1. Check your portfolio for any signs of unsightly poor performance.
2. Monitor poor performance to be sure it’s not a
3. Switch to a better performer if it shows no signs of improvement, but check that the charges won’t eat into your new improved performance.
4. Repeat step 1 once a year, following it up with
steps 2 and 3 where necessary.
Personal trainer or gym?
(or where to go to limber up your investments )
How you buy your investments can make as much difference to your future wealth as what you invest in. Initial charges can vary from zero per cent to more than 6 per cent, giving you a substantial performance hurdle to overcome if you plump for the more expensive options. Additionally, dependent on how you buy you can also enjoy advice and free investment analysis tools and research.
“The choice is very simple now,” says Interactive Investor’s Martin Campbell. “If you’re happy to make your investment decisions yourself then go to a fund supermarket or discount broker. If you want advice, go to an IFA”
Fund supermarkets such as Funds Network and Interactive Investor and discount brokers, which include Bestinvest and Chelsea Financial Services, give you access to hundreds of different funds from tens of different management groups. Most importantly, charges are low. McDermott explains: “We’ve negotiated deals with the fund management groups so often that the initial charge will be zero per cent or the creation price rather than the 4 per cent or 5 per cent that is quoted.” This means it is cheaper not only to buy new funds but also switch between them.
They also include a wide range of tools such as risk analysis, fund ratings and research to help you invest and review your portfolio. Campbell adds: “One of the key tools on our supermarket is the ISA Assistant. By answering a series of questions such as ‘what is your attitude to risk’ and ‘are you looking for income’, it narrows down your choice of funds.”
Both fund supermarkets and discount brokers will also send you six-monthly statements, detailing your portfolio and, although they won’t offer advice, will provide sufficient information to enable you to make your own investment decisions. “Customers receive a review on all their fund holdings including a buy, hold or switch rating,” explains McDermott.
If you don’t want to do the legwork yourself, a good IFA will be happy to construct a portfolio for you and, as they are often paid ongoing renewal commission by the fund management houses, provide you with annual reviews. “I’d recommend using a fee-based IFA,” adds Hughes. “It’s not in their interest to recommend products because of the commission they’d receive.”
Also check that they can access low charges. Many who use fund supermarkets will have negotiated special terms with the fund management groups.

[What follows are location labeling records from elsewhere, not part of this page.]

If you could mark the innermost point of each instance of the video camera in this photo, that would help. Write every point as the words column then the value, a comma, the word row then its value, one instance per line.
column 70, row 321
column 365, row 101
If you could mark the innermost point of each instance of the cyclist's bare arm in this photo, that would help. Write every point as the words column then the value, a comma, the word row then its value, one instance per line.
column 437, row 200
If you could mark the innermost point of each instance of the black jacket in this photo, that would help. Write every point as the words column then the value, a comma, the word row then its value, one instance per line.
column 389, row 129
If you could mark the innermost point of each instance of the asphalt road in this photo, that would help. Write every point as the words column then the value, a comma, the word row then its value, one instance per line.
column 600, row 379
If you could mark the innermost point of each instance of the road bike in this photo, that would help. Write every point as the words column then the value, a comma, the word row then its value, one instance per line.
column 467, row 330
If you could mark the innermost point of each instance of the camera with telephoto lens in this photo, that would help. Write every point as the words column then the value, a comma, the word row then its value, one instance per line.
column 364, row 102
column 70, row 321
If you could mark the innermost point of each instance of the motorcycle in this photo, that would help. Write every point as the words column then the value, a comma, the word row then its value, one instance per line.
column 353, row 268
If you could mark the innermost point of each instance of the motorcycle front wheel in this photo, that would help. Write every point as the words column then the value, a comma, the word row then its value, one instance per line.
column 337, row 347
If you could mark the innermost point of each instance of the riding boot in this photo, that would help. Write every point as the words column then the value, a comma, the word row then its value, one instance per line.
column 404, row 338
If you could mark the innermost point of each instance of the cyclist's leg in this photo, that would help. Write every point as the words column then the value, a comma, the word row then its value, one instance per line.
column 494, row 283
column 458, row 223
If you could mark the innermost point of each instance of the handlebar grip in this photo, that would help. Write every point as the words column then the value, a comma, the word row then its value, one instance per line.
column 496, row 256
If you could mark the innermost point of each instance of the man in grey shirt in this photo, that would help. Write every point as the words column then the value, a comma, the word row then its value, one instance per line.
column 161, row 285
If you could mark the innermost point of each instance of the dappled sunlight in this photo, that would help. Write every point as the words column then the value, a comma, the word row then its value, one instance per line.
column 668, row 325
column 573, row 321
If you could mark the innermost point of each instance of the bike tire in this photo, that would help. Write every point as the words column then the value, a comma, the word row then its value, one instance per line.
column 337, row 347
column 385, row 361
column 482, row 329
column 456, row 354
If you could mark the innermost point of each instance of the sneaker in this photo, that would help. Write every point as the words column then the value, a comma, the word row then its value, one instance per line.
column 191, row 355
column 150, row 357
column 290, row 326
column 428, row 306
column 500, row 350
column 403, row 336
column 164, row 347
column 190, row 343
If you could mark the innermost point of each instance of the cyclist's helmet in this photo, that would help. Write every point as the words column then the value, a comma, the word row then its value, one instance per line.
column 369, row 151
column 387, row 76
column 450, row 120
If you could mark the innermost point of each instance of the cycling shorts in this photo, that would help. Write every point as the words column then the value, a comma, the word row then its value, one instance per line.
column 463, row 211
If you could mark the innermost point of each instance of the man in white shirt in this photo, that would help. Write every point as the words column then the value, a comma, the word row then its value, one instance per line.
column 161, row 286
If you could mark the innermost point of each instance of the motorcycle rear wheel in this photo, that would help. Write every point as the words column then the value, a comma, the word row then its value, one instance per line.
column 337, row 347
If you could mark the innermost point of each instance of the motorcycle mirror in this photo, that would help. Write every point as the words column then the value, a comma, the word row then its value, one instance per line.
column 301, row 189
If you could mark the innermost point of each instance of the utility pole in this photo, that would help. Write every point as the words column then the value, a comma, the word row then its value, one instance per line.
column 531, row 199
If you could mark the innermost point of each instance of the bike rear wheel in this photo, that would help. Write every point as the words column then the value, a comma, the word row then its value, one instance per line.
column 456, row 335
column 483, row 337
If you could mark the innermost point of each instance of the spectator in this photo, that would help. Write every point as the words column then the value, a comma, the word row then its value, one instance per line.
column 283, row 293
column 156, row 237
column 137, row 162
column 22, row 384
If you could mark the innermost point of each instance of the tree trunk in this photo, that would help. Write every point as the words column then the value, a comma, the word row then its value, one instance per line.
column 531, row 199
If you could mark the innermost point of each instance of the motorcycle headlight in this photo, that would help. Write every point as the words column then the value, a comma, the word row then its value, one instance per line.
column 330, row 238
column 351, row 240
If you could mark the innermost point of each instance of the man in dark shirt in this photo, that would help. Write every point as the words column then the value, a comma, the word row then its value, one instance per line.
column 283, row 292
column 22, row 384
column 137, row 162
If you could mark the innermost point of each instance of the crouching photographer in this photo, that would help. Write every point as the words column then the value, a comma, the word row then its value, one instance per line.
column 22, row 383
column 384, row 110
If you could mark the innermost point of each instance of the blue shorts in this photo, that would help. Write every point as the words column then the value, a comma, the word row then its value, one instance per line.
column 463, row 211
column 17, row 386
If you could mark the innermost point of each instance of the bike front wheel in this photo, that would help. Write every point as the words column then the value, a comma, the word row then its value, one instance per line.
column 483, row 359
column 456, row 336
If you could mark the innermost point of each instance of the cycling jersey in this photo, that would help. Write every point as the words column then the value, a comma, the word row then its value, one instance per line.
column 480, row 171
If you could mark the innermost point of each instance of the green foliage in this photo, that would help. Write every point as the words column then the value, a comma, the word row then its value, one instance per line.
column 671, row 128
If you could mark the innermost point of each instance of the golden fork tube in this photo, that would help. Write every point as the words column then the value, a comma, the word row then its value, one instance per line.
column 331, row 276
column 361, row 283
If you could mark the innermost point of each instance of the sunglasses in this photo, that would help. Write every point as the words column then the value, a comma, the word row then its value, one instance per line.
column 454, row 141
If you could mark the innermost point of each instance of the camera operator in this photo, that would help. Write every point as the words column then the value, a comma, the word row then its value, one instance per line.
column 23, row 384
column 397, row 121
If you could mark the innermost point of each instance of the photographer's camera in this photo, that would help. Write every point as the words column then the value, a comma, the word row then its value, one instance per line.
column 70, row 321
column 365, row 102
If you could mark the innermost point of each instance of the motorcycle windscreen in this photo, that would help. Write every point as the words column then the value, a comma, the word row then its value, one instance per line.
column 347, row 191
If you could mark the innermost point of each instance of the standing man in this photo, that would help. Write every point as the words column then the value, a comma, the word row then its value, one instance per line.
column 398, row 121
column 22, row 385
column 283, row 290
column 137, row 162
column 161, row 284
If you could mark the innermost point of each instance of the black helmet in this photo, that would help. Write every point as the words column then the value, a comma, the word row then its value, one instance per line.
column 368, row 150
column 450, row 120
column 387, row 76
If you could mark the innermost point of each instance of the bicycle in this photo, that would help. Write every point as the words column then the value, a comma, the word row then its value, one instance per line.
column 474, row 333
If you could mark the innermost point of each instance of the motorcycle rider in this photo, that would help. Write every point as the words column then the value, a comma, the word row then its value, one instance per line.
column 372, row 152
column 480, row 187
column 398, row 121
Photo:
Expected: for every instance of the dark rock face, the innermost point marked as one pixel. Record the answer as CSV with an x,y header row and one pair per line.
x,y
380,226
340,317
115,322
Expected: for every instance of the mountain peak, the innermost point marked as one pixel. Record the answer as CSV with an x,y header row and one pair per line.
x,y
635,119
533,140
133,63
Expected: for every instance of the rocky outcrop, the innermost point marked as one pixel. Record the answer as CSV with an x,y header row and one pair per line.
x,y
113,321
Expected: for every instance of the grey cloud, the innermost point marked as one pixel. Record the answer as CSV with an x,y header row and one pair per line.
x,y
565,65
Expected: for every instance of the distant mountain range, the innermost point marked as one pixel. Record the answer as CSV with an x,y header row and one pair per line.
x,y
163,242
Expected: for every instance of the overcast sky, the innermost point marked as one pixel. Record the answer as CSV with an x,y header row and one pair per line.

But there’s one place you definitely don’t want to go – direct to the fund managers. “This is the worst thing you can do,” says Hughes. “They’ll charge you the full initial fee and if you get any advice it’ll only be on their own range of funds.”
So, unless you’re happy to start off as much as 6 per cent down, avoid the advertisements, banks and anyone else, including some IFAs, who want to charge the full initial charge.
1. Go to IFA, fund supermarket or discount broker.
2. Take full advantage of their lower costs, tools, investment information and, in the case of IFAs, advice.
3. Never, never, never buy direct from the fund manager.